I've got Vi'let (no "o", please) on the portable phone, and she says, "What'd he do this time?" Then she sighs, like she's bored of this already, but underneath her voice is like a rubber band stretched tight.
"Just a push," I tell her.
"How big a push?"
"I knocked my chin. All it is is that I bit my lower lip, like right through. How do you know if you need stitches?"
"He's gonna break your face someday, I hope you're aware," Vi'let says.
I finger the tooth-shaped hole, the tooth escape-hatch, ready made for my tooth to shoot out of my mouth and far off into the sky. It's not bleeding anymore, but the edges are still slippery and colored new red.
I can hear Vi'let on the other end of the phone clicking her tongue against the back of her teeth in a way that lets me know that her mouth doesn't approve of mine. Then the Vi'let-clicking stops because the line's gone dead. And the line's gone dead because Joe unplugged the base of the phone in the living room.
There he is at the other side of the bathroom door rapping his fingertips on the wood and crying soft. A few times calling out my name.
My best story, the one that I can tell people at bars to make them stop for a minute and say 'hey, look at you,' is that when my grandmother was my age she was a tightrope walker in a traveling circus. My mom used to tell me about her, and she even had an old advertisement which she kept wedged in the frame of her dresser mirror: a pen sketch of a girl lipstick-smiling and displaying a length of long white leg. The top of the ad read: I am the tightrope walker. I walk at death-defying heights.
"It was funny," my mom told me, "when your grandma was first getting sick, before we knew, I used to walk in on her in the kitchen following a line in the linoleum straight across the room. So careful, she'd be walking heel to toe, like it was a rope."

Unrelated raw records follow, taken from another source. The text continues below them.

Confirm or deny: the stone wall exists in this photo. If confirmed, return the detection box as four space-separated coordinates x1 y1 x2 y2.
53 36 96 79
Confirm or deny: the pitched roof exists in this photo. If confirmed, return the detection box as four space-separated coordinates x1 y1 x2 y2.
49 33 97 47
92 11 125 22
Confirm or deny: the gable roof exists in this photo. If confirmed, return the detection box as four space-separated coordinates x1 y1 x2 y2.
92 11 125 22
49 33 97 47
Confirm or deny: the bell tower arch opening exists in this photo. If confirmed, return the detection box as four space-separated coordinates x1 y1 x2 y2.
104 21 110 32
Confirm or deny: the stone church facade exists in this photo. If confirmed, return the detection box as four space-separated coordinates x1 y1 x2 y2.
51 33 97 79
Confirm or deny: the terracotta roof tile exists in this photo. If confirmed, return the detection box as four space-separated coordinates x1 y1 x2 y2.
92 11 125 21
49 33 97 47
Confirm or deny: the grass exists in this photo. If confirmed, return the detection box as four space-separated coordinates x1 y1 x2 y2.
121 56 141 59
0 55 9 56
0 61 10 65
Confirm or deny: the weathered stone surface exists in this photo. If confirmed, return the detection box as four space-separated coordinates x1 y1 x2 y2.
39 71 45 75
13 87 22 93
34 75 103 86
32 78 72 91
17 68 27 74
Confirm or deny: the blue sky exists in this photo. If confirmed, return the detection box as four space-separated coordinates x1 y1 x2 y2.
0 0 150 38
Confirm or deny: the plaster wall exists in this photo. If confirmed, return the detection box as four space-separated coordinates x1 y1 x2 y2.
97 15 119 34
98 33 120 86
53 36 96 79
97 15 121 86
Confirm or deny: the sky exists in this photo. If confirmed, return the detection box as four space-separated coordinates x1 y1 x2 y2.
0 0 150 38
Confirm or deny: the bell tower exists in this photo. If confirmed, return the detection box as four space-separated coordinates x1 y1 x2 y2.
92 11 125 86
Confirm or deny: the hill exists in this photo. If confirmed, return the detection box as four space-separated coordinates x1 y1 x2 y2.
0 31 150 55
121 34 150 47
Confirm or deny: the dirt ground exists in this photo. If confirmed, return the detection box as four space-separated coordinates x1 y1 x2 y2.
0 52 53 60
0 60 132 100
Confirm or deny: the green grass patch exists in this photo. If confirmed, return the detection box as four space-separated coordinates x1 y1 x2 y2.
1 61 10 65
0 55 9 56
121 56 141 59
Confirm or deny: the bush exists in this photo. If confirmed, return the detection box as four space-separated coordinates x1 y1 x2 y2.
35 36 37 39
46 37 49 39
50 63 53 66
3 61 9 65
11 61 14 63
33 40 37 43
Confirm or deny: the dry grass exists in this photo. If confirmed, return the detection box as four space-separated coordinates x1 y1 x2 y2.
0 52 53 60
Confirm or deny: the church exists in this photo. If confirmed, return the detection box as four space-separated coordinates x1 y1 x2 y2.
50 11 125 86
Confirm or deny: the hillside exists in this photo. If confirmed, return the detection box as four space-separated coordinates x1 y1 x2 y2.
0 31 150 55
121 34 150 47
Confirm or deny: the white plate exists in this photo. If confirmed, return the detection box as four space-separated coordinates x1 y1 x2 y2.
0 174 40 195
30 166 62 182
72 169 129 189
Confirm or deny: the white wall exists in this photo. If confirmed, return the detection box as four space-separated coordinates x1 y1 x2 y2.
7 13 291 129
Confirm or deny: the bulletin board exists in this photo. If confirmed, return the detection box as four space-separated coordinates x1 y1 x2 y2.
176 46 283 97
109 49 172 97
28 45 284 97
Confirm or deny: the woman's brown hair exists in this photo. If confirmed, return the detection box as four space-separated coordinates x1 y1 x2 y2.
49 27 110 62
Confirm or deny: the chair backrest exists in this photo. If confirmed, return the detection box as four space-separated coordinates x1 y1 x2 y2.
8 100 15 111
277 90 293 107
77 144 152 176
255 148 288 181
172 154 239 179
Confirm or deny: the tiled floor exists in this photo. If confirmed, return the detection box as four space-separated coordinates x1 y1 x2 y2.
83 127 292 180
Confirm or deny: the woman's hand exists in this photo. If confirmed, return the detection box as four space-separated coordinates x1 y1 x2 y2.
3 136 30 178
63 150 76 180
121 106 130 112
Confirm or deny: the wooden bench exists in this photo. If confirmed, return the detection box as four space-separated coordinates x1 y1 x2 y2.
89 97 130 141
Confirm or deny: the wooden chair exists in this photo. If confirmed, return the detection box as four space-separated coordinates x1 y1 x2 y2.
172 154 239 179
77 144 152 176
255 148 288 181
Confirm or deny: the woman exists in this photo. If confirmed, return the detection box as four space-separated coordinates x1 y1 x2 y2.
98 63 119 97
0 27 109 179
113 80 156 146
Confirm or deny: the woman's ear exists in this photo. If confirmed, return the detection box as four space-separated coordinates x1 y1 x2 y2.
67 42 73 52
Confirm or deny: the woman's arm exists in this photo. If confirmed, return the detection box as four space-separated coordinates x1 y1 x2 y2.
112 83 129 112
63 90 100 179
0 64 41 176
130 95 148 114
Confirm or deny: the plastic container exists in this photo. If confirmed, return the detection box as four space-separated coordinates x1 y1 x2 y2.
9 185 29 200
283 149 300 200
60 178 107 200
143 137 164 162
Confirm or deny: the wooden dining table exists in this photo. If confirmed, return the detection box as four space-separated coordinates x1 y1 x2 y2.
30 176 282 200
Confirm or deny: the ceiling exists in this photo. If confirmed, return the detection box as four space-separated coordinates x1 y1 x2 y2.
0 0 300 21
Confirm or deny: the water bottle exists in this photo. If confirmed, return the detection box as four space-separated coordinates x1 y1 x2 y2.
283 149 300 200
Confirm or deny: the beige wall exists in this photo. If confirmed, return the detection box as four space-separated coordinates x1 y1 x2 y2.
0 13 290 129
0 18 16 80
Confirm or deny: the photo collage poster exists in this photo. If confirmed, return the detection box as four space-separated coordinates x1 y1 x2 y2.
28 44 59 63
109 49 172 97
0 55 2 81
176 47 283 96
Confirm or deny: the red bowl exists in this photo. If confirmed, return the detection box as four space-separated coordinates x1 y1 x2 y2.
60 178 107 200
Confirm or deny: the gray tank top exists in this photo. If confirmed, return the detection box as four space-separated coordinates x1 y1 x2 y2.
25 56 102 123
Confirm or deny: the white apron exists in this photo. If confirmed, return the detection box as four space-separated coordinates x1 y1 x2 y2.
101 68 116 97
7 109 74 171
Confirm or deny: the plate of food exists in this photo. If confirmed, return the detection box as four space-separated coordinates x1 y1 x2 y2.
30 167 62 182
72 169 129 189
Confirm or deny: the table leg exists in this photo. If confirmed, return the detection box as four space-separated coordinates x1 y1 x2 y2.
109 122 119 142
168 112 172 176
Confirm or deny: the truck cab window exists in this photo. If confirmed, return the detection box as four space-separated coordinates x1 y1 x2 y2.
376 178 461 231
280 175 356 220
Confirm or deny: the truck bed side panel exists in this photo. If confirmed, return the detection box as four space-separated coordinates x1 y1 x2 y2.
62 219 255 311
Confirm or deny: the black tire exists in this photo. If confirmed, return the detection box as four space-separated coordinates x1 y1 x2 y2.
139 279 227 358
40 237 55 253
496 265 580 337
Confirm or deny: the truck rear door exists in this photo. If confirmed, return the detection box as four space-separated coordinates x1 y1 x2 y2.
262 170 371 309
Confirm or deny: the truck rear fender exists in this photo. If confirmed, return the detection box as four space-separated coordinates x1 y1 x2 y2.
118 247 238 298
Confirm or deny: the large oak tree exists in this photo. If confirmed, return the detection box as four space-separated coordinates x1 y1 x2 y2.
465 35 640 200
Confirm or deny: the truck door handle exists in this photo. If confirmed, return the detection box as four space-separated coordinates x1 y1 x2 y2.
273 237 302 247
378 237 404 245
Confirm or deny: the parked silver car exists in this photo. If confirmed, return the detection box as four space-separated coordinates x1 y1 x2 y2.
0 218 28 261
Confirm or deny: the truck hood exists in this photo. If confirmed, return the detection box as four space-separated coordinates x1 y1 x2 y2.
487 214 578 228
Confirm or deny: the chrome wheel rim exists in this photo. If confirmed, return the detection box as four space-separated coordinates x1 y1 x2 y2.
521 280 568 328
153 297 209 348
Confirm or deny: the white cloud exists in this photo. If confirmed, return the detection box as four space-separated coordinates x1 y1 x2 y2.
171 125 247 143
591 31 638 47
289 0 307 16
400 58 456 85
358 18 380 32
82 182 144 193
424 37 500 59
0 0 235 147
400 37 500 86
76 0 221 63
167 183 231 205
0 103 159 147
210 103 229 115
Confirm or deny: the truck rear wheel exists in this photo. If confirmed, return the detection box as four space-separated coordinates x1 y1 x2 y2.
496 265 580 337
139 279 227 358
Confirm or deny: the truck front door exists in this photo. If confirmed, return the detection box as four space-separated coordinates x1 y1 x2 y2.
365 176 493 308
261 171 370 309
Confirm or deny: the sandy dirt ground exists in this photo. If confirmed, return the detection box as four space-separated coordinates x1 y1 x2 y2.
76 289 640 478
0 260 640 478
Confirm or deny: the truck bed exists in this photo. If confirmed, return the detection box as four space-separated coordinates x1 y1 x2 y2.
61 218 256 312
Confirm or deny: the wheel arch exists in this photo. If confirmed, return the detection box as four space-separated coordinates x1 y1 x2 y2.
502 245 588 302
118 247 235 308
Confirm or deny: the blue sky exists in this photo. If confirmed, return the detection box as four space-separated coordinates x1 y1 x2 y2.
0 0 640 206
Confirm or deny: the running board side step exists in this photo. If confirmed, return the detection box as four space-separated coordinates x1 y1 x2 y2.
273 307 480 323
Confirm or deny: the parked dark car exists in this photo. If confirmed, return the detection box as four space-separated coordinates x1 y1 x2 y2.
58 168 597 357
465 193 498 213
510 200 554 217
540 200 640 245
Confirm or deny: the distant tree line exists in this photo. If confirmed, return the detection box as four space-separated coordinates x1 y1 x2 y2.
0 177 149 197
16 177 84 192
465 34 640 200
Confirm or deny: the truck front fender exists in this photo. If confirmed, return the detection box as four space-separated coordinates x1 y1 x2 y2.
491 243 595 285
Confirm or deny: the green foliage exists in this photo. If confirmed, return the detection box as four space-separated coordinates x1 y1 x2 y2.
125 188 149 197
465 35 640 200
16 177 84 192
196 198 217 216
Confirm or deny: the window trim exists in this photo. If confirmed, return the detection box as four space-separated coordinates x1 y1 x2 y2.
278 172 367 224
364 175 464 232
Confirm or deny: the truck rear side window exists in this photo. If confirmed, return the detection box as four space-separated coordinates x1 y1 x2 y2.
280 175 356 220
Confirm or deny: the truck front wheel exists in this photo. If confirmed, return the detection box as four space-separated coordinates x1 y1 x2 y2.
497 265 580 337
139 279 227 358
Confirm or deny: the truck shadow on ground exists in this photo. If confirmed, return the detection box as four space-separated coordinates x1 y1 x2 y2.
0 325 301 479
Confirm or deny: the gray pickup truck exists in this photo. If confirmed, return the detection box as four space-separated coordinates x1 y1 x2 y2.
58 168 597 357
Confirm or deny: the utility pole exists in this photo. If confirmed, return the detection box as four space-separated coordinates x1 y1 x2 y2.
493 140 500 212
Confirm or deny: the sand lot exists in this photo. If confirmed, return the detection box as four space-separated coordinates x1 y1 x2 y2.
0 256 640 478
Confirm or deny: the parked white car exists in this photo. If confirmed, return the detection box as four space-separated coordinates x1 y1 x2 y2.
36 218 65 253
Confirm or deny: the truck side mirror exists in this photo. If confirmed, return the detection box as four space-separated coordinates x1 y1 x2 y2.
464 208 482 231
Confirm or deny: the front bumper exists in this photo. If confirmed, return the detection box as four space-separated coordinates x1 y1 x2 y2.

Joe tries the knob, and when it doesn't turn, he doesn't force it. He goes back to small pleadings, the words of which are fragile creatures, much too delicate to crawl through the wood of the door and to my ears. There's a small window in our bathroom, and I walk over to it, press my face against, and the glass is cold and hard and good to my wounded face. The window hasn't been opened since we moved in, but it looks like with a little force it'd give.
I didn't know my grandma; she died when I was little. Sometimes, though, I imagine her. Tall and proud she'd walk through the circus grounds. She'd have developed the ability to recognize each and every beast simply by the smell of its piss. She wouldn't wear a fancy beaded costume, just a plain black leotard, because wearing beads meant sewing beads on. And when one of tent-pitchers would try to brush his hand across her modest breasts, like maybe it was an accident and maybe it wasn't, she'd be serene, take up the hand, place it firmly in his other hand, closing the two up around each other.
I even figured out why she walked that rope. You might think it was for fame, or some idea of grace, or maybe just for a paycheck. Really though, I bet secret and deep she hoped for the wrong step, the misplaced foot, to be sent tumbling into the dusty embrace of the ground. She was hungry for the fall. We're all just in mid-air anticipation, waiting to be touched by something and anything.
The bathroom window is only four feet above the ground. I know I could wiggle through it headfirst. And the spring grass, dark and wet, I can already feel it on my palms. Not today anyway. Today I turn and walk to the bathroom door. Heel toe. Heel. Toe.